Mar 28, 2005 21:40
"Why did you have to move to America?" I've been asked this question so many times by so many people but rarely did anyone even wait to hear my answer. Well here it is. I wasn't happy with the way things were back home. Everything was just so comfortable, so convenient, so...boring. Don't get me wrong, i ENJOYED having a driver and a car, a yaya picking up after me, having allowance to spend, and living only a few minutes away from the entire Vera-Perez clan. It's just... I felt that my college life had already become routine and predictable before i even started it. Here's how I KNOW it would go: I'd go to school with my brother, hang out with some povedans, go out with my friends/family/cousins on weekends, and blah blah BLAH. Well i've already had 14 years of that. I felt that it was time for a change.
Actually the thing that bothers me the most is that I don't think I'll do as well if I had stayed in Ateneo. I'm not putting the school down.. I actually think very highly of it.. but it's just not for me. I mean, how can I excel in a place filled with "Anna Mae dela Cruz"es who have already been branded, "the best" and/or "the brightest" students? I'm not competing with them. I just dont think i'll be able to see my full potential because I'll always think, "What's the point right?

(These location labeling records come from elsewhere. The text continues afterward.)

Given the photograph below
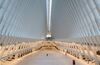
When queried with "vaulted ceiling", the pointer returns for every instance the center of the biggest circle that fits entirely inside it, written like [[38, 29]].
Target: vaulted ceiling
[[69, 19]]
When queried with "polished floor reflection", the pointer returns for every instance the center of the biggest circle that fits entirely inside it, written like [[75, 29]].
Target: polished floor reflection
[[47, 58]]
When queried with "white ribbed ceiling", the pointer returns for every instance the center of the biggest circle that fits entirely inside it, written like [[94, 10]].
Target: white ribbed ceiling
[[70, 19]]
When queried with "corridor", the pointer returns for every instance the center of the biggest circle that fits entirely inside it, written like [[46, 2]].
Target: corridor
[[41, 58], [49, 32]]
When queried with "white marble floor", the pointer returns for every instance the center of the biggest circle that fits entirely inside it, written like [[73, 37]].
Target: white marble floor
[[53, 58]]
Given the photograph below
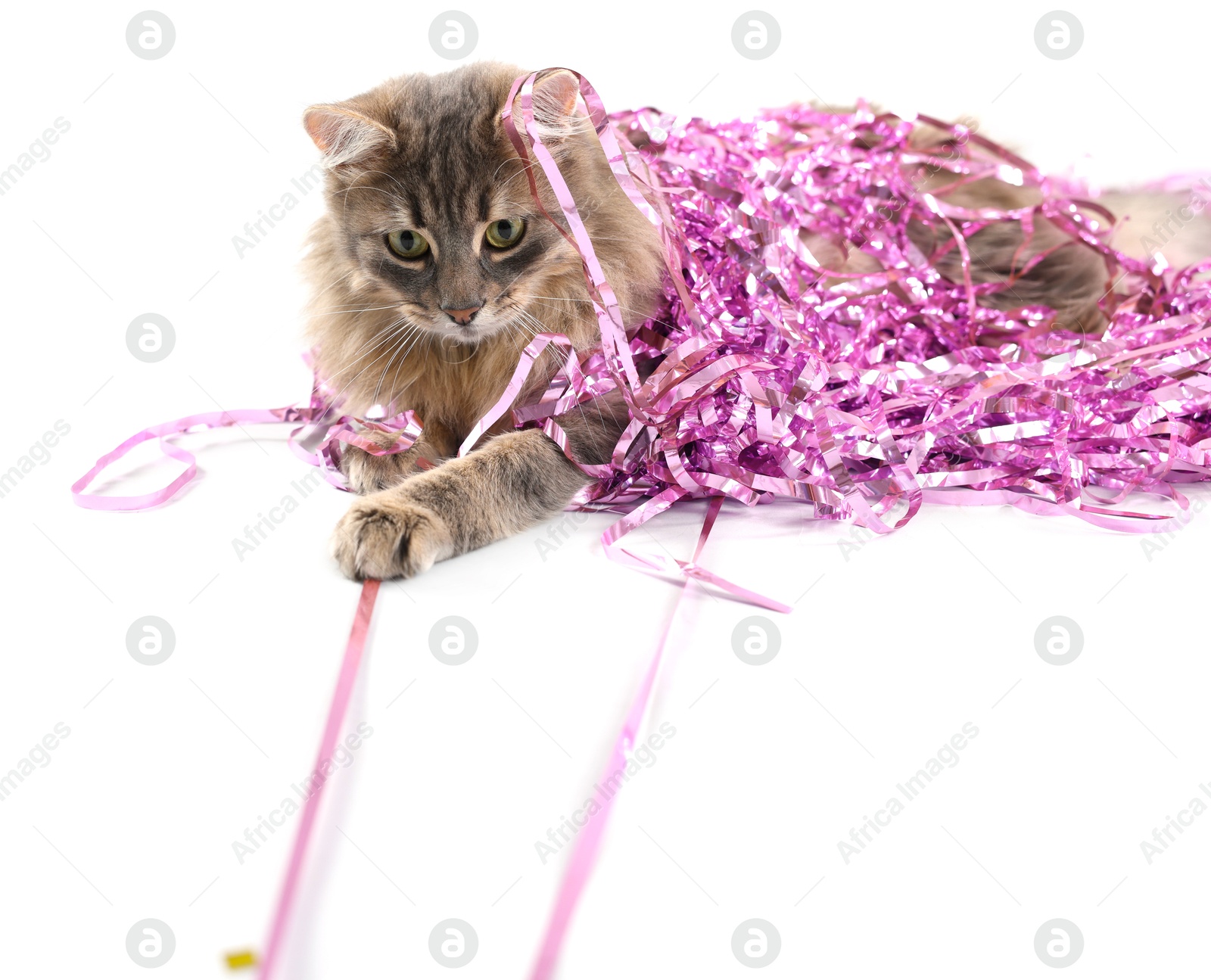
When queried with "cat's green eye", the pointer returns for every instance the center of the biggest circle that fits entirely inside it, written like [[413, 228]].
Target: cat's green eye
[[506, 233], [407, 244]]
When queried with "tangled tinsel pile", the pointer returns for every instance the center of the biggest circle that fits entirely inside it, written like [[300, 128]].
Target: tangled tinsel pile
[[867, 394]]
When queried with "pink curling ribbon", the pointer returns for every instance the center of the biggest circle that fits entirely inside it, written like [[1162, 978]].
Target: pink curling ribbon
[[584, 855], [341, 695]]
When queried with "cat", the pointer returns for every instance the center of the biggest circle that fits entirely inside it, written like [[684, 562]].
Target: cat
[[433, 269]]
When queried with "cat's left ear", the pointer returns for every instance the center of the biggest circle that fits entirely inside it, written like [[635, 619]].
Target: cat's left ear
[[555, 106], [348, 136]]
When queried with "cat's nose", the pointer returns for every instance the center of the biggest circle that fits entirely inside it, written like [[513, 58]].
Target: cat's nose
[[463, 316]]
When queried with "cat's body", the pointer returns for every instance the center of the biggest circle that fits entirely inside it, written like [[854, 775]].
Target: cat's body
[[434, 268]]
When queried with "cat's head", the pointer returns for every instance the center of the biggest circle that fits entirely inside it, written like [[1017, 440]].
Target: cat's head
[[431, 217]]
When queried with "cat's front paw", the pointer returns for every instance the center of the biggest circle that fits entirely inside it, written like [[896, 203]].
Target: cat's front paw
[[384, 536], [367, 473]]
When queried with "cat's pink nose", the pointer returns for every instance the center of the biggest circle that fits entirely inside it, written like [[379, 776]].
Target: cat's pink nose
[[463, 316]]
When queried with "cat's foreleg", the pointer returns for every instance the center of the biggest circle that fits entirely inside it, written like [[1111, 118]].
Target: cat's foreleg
[[515, 481]]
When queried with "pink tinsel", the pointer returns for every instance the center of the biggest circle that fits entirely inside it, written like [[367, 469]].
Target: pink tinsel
[[867, 397]]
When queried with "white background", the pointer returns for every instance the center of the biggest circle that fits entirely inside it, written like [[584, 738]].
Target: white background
[[892, 649]]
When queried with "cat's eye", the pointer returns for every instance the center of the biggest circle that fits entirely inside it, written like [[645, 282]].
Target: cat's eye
[[407, 244], [506, 233]]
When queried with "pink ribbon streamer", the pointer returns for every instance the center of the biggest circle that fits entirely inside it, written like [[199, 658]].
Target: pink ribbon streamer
[[341, 697], [584, 855]]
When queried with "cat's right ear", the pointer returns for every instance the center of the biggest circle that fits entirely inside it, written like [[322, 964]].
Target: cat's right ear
[[347, 136]]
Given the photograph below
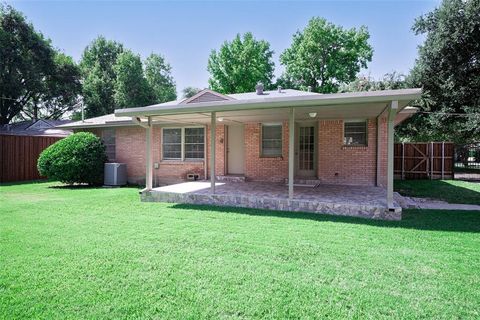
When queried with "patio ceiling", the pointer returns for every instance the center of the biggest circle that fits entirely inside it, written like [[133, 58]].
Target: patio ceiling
[[328, 106], [346, 111]]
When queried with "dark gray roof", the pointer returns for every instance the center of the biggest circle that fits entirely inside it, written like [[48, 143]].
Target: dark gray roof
[[41, 127]]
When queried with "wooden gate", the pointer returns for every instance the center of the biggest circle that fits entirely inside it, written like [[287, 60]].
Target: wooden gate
[[19, 155], [424, 160]]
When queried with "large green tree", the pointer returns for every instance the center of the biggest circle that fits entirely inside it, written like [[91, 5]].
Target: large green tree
[[389, 81], [240, 64], [448, 69], [35, 79], [324, 56], [189, 92], [61, 92], [158, 73], [97, 63], [131, 88]]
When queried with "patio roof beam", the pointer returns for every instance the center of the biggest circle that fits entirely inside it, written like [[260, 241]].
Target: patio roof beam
[[272, 103], [392, 111], [291, 151], [138, 120]]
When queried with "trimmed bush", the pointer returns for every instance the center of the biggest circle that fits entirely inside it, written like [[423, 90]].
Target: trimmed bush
[[79, 158]]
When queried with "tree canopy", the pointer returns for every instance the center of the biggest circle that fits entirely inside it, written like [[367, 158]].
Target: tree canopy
[[159, 77], [189, 92], [34, 77], [240, 64], [389, 81], [98, 61], [131, 87], [324, 56], [448, 69]]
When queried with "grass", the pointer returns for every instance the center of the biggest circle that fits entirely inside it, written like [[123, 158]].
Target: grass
[[101, 253], [452, 191]]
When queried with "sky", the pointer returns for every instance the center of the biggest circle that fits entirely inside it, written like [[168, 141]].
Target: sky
[[185, 32]]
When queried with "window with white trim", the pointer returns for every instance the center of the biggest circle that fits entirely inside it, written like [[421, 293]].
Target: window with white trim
[[355, 133], [108, 138], [194, 143], [183, 143], [271, 145]]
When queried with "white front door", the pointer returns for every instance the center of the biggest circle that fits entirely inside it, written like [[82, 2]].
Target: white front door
[[305, 150], [235, 149]]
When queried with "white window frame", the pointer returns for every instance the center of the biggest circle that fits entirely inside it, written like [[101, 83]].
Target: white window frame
[[114, 144], [182, 144], [365, 121], [271, 124]]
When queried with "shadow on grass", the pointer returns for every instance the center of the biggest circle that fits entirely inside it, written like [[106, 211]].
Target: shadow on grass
[[87, 186], [18, 183], [452, 191], [434, 220]]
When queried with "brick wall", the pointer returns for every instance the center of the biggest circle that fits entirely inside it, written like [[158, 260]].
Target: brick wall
[[264, 169], [336, 163], [339, 164]]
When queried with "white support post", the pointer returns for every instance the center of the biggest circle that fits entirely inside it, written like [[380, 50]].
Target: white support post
[[392, 111], [291, 151], [443, 160], [148, 156], [379, 150], [213, 128]]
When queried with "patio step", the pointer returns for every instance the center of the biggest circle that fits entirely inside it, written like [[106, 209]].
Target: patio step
[[305, 182], [231, 178]]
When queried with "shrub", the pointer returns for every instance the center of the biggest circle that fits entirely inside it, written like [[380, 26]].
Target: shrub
[[78, 158]]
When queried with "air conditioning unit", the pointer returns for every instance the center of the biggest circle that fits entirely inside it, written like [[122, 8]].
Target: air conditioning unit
[[115, 174]]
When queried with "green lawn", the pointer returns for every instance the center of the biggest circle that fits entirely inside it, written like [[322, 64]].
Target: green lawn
[[101, 253], [452, 191]]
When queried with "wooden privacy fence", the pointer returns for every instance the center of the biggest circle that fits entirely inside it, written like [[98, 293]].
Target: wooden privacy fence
[[19, 155], [424, 160]]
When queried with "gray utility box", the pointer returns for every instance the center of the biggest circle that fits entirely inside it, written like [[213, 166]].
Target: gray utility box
[[115, 174]]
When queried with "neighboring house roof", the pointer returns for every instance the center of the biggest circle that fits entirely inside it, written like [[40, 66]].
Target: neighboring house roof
[[196, 108], [41, 127]]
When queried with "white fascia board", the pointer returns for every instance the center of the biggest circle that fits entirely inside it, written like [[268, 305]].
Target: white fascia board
[[278, 102]]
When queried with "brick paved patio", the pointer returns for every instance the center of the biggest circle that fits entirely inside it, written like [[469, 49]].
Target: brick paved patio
[[359, 201]]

They'll always be better anyway." Sure I could do better than i did in high school, but at the back of my mind i'll say, "Hanggang dyan ka lang."
America is a new start for me. I know it'll be hard. I know i'll be alone. But that's exactly it.. It's a time for me to find myself to see what i'm really made of. It's my chance to excel at something..at anything.. to prove to myself that i'm BETTER, brighter, and braver than i believe. As selfish as it may sound, i've wanted this SO bad for so long...and i just thought it was about time i did something good for myself.